1 De HEERE regeert, Hij is met hoogheid bekleed; de HEERE is bekleed met sterkte, Hij heeft Zich omgord. Ook is de wereld bevestigd, zij zal niet wankelen.
2 Van toen af is Uw troon bevestigd, Gij zijt van eeuwigheid af.
3 De rivieren verheffen, o HEERE! de rivieren verheffen haar bruisen; de rivieren verheffen haar aanstoting.
4 Doch de HEERE in de hoogte is geweldiger dan het bruisen van grote wateren, dan de geweldige baren der zee.
5 Uw getuigenissen zijn zeer getrouw; de heiligheid is Uw huize sierlijk, HEERE! tot lange dagen.

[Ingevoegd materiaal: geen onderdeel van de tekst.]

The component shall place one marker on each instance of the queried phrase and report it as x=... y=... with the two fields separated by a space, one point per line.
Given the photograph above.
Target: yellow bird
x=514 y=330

1 Viešpats karaliauja. Jis apsivilkęs didybe, Viešpats susijuosęs stiprybe, taip tvirtai pastatė pasaulį, kad jo niekas nepajudins.
2 Tvirtai stovi Tavo sostas nuo senovės; nuo amžių Tu esi!
3 Viešpatie, vandenys patvino, pakilo jų ūžimas, pakilo vandenų bangos!
4 Galingesnis už gausių vandenų šniokštimą, už galingas jūrų bangas yra Viešpats aukštybėse!
5 Tavo liudijimai labai patikimi. Tavo namus puošia šventumas, Viešpatie, per amžius.